Também Manuel António Pina mostrou algum embaraço em testemunhar a sua relação com Eugénio, fundada em inúmeros encontros de café a partir da década de 60. "Eugénio sempre me dispensou uma gentileza excessiva, que eu não mereço", confessou Pina, que reforçou também o lamento sobre a situação do poeta, "que está mais só do que nunca".
Quem remou contra o tom pessimista da sessão foi Agustina Bessa Luís, companheira e amiga do poeta desde os tempos da edição d'"A Sibila" (1954). "Eu não posso imaginar o Eugénio como uma pessoa solitária", disse Agustina, que preferiu recuar até aos tempos em que ambos frequentavam, e formavam, as tertúlias que então marcavam a vida social e cultural do Porto. Nesse tempo, "as pessoas juntavam-se pela sua paixão pelas letras e pelas artes", lembrou a romancista, acrescentando reter dessa época a "ferocidade da paixão pela poesia" que era a marca de Eugénio. "Ele era um jovem e belo rapaz, com uma doçura áspera e intrigante, o cabelo sempre solto sobre a testa". "Nessa altura, éramos terríveis e cruéis - nós, criadores, somos abomináveis! - e soubemos viver bem a nossa juventude", acrescentou Agustina, assegurando ser assim que continua a ver o seu companheiro de letras e de viagens. E evocou, a propósito, a viagem aventurosa que ambos, com Sophia, fizeram, de Volkswagen, até à Grécia: "Nesse tempo, uma praia grega era ainda um lugar intocável, como um presente!".
Também Arnaldo Saraiva, a quem coube dirigir a sessão, sentiu necessidade de sublinhar não se estar perante "uma homenagem póstuma" ao poeta. Aliás, logo na abertura da sessão, Saraiva tinha assinalado que Eugénio, mesmo que avesso a homenagens, tem tido sorte num país em que, muitas vezes, as pessoas têm "um estranho comportamento de abutres" ao celebrarem os seus poetas só depois de mortos. E lembrou os casos paradigmáticos de Camões e Pessoa. Classificando Eugénio como "um poeta solar, cuja obra celebra o amor, a natureza, a festa", o professor e ensaísta pediu aos convidados da sessão que falassem da sua obra.
Manuel Dias da Fonseca declarou que "a poesia de Eugénio é Mozart: pela claridade, transparência e rigor". E admitiu também a similitude com Ravel - "um dos seus arquétipos" - e Schubert.

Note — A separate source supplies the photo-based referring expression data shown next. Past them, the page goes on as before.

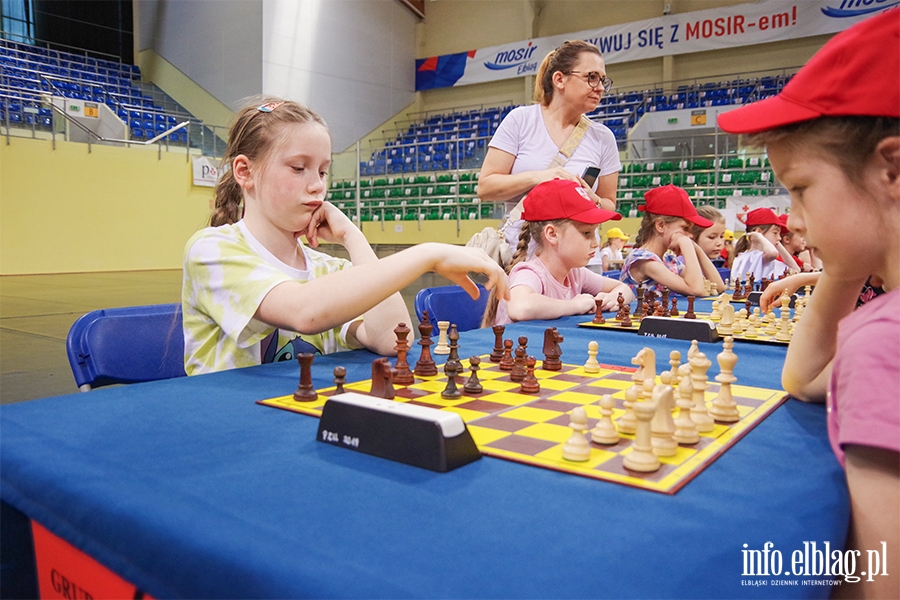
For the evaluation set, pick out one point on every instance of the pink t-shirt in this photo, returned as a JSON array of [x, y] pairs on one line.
[[864, 392], [535, 275]]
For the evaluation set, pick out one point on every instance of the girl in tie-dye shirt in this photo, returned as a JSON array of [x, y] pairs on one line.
[[254, 292]]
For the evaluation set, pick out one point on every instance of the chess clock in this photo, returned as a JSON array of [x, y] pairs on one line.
[[415, 435]]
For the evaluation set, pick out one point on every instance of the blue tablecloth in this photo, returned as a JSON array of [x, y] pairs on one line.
[[188, 488]]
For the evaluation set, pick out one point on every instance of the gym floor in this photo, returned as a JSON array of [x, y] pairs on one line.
[[36, 312]]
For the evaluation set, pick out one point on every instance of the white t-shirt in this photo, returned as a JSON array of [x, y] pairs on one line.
[[227, 273], [609, 253], [523, 134], [753, 261], [535, 275]]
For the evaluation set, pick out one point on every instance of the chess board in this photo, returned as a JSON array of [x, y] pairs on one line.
[[761, 336], [532, 428]]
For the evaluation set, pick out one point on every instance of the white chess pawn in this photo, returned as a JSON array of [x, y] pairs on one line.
[[699, 415], [685, 428], [771, 327], [443, 345], [784, 324], [675, 362], [628, 422], [642, 458], [662, 426], [724, 408], [604, 432], [577, 448], [751, 331], [592, 366], [716, 313], [726, 322]]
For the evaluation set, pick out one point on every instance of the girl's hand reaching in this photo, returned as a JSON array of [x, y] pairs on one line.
[[609, 300], [330, 225]]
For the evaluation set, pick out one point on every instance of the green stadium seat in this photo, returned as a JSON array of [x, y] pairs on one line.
[[700, 164]]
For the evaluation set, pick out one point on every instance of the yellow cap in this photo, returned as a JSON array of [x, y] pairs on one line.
[[615, 232]]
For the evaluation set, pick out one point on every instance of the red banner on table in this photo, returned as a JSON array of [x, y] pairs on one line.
[[66, 572]]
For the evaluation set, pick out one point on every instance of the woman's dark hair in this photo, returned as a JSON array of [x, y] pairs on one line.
[[531, 230], [253, 134], [562, 59], [848, 141]]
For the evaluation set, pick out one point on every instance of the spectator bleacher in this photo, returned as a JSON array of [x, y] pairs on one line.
[[414, 175], [28, 73]]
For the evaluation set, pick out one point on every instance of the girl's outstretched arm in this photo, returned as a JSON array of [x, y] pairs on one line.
[[326, 302], [807, 366]]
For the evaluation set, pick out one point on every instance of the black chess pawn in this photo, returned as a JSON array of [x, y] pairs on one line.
[[453, 339], [305, 391], [506, 362], [451, 392], [690, 312], [497, 352], [626, 318], [598, 313], [382, 383], [552, 351], [425, 366], [473, 386], [518, 371], [530, 384], [620, 312], [639, 308], [401, 374], [340, 378]]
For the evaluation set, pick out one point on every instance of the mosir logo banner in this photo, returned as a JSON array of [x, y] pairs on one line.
[[713, 29]]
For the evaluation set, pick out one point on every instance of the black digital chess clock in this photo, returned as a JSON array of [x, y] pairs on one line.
[[408, 433]]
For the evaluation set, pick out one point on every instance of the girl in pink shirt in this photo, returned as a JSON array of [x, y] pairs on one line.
[[836, 148], [561, 219]]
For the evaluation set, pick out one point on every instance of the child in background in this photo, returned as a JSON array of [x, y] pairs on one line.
[[253, 292], [795, 244], [665, 255], [611, 250], [836, 148], [728, 251], [758, 250], [562, 219], [710, 239]]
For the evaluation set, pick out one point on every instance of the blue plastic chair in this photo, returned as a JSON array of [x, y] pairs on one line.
[[126, 345], [451, 303]]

Já na sua intervenção anterior, Dias da Fonseca tinha referido a importância da relação da música com a poesia, que, no fundo, tinha marcado o encontro de ambos, no início da década de 50, quando depois de ler o poema "Noite Transfigurada" (in "As Mãos e os Frutos", 1948) deu a conhecer ao poeta a composição homónima de Schönberg, num disco de 78 rotações ouvido em casa de amigos comuns, em Matosinhos. "Quando se trata de conhecer uma coisa, ele vai até ao fundo", lembrou o musicólogo sobre a forma como Eugénio sempre viveu o seu ofício de poeta. E lembrou como ele ajudou a desvendar em Portugal tantos poetas desconhecidos, como Walt Whitman -mostrou um pequeno livro do poeta americano profusamente sublinhado por Eugénio - ou Pablo Neruda. "Uma vez, nos anos 60, fizemos uma viagem até Londres, onde o Alberto de Lacerda nos deu a conhecer a poesia de John Keats, que começou um poema assim: 'A piece of beauty is a joy forever'". "Valeu a pena vir a Londres para descobrir este verso", comentou então Eugénio, assim lembrado por Dias da Fonseca.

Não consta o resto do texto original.